The high cost of capital input will push up lending rates, especially home loans, as credit for real estate is being brought under control in line with the Government’s directives and the State Bank’s decisions.

Like other nations, Vietnam is seeing home loans repaid in 15- 20-year installments, with changeable interest rates, which are revised up or down by banks, rather than fixed rates. The monthly, quarterly or annually adjustment of lending rates is aimed at helping banks prevent interest rate risks for medium- and long-term loans.

Over the past few years, local banks have been offering a series of products and programs to lend to house buyers, with preferential rates in the first two or three years as home loans are more attractive than those for other purposes. Besides, the risk of home loans is not too high as borrowers are required to put their new houses up as collateral for their bank loans. The risk will stand at the lowest level if banks properly value borrowers’ properties.

Low interest rates, plus preferential policies, have contributed to driving up the credit growth in the real estate sector, though the speed has slowed down due to the tight control over loans for housing. Statistics recently released by the State Bank of Vietnam indicate the credit growth in 2018 posted over 26.7%, but fell to 15.4% in 2021, still much higher than the 13.5% economic growth.
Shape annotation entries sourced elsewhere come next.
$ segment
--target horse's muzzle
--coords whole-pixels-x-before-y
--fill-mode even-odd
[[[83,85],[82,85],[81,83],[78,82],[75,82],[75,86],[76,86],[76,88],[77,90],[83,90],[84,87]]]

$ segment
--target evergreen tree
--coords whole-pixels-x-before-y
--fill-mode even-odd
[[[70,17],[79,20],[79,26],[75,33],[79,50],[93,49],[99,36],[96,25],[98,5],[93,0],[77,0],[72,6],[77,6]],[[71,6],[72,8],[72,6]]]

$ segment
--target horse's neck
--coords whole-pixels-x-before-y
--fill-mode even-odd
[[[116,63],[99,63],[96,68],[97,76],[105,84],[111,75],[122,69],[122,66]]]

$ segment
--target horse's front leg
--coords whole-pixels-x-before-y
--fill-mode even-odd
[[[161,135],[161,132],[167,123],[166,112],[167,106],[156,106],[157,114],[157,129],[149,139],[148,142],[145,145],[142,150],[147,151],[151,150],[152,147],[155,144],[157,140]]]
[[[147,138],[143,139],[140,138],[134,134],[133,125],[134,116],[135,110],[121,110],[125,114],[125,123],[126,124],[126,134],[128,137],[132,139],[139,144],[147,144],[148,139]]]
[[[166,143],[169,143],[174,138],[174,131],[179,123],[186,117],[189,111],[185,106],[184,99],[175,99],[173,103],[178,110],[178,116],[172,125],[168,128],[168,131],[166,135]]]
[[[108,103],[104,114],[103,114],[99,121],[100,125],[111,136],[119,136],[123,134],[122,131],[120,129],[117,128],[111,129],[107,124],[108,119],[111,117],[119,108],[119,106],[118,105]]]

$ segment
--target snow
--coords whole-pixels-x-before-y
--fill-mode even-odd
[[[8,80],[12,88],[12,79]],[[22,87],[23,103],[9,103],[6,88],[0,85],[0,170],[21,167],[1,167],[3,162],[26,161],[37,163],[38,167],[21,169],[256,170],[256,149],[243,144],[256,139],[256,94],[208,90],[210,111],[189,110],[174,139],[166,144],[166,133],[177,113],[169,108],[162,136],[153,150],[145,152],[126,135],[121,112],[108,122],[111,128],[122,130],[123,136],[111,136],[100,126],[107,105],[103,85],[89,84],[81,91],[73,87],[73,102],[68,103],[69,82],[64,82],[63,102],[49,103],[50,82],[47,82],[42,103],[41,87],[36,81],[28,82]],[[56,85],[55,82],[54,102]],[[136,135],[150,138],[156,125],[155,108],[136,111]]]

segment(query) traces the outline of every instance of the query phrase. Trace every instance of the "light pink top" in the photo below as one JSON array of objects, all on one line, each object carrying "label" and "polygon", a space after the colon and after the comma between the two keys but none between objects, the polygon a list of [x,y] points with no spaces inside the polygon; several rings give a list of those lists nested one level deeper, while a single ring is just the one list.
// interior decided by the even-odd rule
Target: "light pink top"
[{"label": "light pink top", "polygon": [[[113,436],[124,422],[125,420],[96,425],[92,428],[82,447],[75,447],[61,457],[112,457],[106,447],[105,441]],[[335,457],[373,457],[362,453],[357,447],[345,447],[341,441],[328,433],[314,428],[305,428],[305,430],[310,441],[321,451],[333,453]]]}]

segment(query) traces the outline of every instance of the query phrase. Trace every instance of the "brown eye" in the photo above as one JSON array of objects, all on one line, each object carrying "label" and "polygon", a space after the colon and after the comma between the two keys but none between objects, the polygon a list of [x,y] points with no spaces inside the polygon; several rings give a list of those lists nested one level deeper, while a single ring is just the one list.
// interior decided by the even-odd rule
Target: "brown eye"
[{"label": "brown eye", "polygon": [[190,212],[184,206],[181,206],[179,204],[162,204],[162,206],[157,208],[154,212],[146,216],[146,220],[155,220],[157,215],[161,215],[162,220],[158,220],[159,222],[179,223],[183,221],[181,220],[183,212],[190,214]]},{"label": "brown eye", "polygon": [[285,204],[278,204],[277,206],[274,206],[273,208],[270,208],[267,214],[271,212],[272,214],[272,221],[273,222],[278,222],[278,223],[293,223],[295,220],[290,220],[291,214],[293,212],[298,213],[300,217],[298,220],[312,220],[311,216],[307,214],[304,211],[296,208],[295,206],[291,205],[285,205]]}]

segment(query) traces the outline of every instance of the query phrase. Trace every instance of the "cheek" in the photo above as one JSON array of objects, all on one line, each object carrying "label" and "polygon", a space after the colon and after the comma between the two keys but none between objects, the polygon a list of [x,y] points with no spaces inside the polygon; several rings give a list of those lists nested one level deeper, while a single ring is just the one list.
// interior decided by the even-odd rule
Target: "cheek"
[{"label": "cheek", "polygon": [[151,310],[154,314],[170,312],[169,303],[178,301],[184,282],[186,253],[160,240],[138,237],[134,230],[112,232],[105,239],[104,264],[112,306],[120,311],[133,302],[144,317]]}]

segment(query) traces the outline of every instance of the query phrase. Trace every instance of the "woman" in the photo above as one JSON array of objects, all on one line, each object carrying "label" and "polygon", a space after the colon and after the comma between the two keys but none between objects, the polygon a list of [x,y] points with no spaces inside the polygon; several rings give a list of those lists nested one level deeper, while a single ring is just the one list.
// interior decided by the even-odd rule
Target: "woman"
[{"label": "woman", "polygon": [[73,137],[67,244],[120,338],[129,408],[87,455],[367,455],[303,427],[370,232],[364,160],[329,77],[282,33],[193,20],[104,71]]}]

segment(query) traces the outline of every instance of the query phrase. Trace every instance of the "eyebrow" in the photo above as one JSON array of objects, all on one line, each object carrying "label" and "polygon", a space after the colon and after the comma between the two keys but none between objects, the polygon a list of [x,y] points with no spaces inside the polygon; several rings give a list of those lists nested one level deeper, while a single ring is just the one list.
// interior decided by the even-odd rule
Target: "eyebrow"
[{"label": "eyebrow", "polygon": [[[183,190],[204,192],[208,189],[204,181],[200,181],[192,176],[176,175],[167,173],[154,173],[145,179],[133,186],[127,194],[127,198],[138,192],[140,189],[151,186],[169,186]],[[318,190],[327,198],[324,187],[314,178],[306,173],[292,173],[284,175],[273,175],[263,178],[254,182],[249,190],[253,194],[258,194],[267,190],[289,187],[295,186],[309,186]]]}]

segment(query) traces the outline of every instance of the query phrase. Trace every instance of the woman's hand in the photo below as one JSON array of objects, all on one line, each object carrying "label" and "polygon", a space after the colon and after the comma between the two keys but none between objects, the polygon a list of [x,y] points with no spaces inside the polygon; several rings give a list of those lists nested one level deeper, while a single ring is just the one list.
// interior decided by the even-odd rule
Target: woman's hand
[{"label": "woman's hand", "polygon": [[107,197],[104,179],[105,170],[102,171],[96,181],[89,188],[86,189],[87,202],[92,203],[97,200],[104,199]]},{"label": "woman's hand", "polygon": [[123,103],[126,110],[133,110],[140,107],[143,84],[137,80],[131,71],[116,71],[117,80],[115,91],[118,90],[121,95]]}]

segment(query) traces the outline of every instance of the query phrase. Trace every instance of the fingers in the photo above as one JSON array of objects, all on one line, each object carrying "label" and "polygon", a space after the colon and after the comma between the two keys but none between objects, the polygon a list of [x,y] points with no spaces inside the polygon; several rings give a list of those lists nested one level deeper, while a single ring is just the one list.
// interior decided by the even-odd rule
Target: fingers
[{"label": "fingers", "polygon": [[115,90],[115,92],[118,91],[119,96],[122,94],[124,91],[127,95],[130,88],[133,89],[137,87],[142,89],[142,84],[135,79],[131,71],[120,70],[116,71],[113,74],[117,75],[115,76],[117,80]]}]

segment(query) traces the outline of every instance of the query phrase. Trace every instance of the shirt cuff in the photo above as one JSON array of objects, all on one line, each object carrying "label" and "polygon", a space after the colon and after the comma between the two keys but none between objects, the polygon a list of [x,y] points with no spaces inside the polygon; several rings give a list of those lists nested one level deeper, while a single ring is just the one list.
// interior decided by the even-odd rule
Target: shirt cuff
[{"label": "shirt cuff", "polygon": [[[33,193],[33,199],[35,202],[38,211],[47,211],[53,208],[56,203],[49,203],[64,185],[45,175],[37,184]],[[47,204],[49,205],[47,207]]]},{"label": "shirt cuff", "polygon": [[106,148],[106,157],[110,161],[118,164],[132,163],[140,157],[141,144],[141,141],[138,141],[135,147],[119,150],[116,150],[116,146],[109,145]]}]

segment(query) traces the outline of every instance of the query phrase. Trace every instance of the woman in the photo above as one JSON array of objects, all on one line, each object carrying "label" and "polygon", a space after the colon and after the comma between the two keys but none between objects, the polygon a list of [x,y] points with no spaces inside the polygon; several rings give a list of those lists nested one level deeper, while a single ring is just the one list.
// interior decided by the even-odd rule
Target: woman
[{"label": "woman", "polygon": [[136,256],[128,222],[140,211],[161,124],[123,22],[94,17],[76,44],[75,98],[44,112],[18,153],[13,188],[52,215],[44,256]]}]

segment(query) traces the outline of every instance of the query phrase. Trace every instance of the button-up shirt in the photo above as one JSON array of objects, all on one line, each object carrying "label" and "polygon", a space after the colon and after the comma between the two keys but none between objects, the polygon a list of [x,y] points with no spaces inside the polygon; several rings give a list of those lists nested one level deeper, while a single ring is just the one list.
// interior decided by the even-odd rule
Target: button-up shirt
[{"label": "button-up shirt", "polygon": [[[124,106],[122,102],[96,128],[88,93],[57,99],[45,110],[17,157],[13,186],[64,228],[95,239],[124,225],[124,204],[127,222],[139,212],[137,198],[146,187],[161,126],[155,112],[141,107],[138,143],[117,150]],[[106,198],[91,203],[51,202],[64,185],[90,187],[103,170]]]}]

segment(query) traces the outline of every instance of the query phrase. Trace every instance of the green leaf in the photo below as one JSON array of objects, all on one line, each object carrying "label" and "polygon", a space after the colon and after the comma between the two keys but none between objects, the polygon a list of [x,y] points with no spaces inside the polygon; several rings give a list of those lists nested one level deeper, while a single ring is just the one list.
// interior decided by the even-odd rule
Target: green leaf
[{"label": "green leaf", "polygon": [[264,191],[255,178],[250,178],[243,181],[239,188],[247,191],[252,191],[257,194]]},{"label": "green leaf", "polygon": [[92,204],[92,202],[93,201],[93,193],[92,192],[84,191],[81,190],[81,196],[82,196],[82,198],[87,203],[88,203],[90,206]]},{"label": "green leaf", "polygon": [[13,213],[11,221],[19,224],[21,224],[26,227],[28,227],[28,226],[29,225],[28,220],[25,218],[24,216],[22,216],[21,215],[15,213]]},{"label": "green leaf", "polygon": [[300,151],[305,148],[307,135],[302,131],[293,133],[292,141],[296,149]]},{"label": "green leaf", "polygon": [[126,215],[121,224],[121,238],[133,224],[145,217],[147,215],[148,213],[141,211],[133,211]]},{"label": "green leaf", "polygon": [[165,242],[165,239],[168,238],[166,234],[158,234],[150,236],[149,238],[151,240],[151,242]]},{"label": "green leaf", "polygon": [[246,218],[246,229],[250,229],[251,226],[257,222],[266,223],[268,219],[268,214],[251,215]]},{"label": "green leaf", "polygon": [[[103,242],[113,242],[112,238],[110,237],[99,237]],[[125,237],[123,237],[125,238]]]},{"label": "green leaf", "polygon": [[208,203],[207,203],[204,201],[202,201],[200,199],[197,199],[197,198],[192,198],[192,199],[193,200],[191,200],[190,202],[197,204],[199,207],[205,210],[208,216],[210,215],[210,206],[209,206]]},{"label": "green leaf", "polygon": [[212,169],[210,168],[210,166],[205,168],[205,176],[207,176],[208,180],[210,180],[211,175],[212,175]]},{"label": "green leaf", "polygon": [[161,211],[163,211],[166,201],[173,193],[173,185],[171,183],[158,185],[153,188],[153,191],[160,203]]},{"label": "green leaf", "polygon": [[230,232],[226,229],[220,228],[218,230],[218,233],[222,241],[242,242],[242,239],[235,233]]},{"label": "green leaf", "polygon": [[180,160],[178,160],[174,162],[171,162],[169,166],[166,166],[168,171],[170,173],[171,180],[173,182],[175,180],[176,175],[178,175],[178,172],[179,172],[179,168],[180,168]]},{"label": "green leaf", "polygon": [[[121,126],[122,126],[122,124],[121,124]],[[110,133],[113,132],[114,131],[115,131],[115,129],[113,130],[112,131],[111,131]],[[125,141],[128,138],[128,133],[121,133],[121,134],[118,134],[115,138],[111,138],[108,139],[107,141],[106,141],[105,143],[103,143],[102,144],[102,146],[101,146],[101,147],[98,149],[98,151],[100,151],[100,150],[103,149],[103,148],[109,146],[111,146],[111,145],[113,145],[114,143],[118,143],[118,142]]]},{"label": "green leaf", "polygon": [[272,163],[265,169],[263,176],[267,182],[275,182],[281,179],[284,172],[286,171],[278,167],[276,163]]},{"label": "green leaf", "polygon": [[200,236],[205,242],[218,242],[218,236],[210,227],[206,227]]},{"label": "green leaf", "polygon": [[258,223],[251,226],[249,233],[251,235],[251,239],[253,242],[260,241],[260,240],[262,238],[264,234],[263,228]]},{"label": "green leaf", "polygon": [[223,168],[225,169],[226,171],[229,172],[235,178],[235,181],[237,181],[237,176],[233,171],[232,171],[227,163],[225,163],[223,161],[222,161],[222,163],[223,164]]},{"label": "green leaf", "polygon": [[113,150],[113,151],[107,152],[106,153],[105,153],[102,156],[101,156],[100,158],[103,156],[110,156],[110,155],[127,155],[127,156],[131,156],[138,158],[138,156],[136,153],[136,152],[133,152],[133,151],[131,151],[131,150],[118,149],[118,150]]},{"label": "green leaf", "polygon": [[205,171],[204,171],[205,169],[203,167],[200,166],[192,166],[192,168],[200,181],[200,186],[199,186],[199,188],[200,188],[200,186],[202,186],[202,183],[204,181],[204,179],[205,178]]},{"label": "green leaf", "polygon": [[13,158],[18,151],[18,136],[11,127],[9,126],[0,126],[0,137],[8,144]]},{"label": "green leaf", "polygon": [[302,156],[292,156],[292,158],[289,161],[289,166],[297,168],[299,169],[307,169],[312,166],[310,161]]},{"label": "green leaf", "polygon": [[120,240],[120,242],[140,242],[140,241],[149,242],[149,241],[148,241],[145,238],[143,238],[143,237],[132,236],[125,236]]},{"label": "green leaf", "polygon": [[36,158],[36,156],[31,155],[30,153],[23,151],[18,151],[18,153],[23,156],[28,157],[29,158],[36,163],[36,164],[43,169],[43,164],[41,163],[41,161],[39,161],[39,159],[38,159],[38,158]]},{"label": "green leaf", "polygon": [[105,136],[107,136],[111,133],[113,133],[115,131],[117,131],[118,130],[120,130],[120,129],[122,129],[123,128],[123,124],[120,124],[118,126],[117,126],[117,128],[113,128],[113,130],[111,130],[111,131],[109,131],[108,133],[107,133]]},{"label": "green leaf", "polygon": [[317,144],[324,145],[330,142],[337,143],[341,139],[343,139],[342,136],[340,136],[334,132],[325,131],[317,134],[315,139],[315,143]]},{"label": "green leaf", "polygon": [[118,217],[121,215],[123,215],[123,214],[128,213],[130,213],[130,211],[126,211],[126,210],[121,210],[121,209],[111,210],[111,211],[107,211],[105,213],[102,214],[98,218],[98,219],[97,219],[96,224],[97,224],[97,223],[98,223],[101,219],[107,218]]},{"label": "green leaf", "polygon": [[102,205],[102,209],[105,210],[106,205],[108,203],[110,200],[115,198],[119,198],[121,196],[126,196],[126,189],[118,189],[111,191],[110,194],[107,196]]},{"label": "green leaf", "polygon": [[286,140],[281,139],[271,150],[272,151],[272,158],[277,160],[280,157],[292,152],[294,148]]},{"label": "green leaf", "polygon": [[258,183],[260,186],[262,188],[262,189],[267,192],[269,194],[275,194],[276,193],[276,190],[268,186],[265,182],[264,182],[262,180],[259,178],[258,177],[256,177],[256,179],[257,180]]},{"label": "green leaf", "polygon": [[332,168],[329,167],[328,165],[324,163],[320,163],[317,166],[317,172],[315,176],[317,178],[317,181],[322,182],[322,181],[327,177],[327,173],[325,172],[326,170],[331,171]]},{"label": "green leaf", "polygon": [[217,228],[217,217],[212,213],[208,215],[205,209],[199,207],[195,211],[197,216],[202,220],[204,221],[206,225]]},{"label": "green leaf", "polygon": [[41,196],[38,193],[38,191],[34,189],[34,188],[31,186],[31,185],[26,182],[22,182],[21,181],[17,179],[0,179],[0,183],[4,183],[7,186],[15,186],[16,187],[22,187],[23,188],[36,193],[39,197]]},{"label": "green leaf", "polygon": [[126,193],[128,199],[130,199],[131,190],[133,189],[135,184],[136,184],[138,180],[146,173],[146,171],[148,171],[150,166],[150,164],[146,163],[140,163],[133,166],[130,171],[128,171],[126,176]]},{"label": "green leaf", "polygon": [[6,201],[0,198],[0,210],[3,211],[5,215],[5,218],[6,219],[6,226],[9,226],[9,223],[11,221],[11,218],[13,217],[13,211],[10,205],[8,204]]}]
Further, outstanding loans for housing always account for the highest proportion, at over 60% of the total outstanding loans for the real estate sector, showing banks’ focus on providing loans for residents’ demand for homes. As of March 31, 2022, outstanding loans for the property sector had reached over VND2,240 trillion, increasing by 7.87% from late 2021 and making up 20.23% of the total outstanding loans. Outstanding consumer loans grew 7.75%, representing 65% of the total outstanding loans for the real estate sector, while outstanding loans for property business gained 8.1%, accounting for 35%.

Invalid preferential policies of loans, coupled with surging lending rates, will ramp up pressure on interest payments for house buyers. Recently, the local market has seen a stop loss in some segments of housing investment as incomes have dipped sharply over the past two years, making life challenging for many homebuyers to cover principal and interest payments. In addition, the risk of a real estate freeze following a housing bubble has also caused concerns.

Even so, not everything is always for sure. For instance, to rescue its slumping housing market, which took a hit due to the Chinese Government’s tight credit policies, China, the world’s second-largest economy, has helped major developers and State-run firms easily mobilize capital, easing several requirements and regulations on escrow accounts and allowing some grassroots authorities to slash mortgage rates.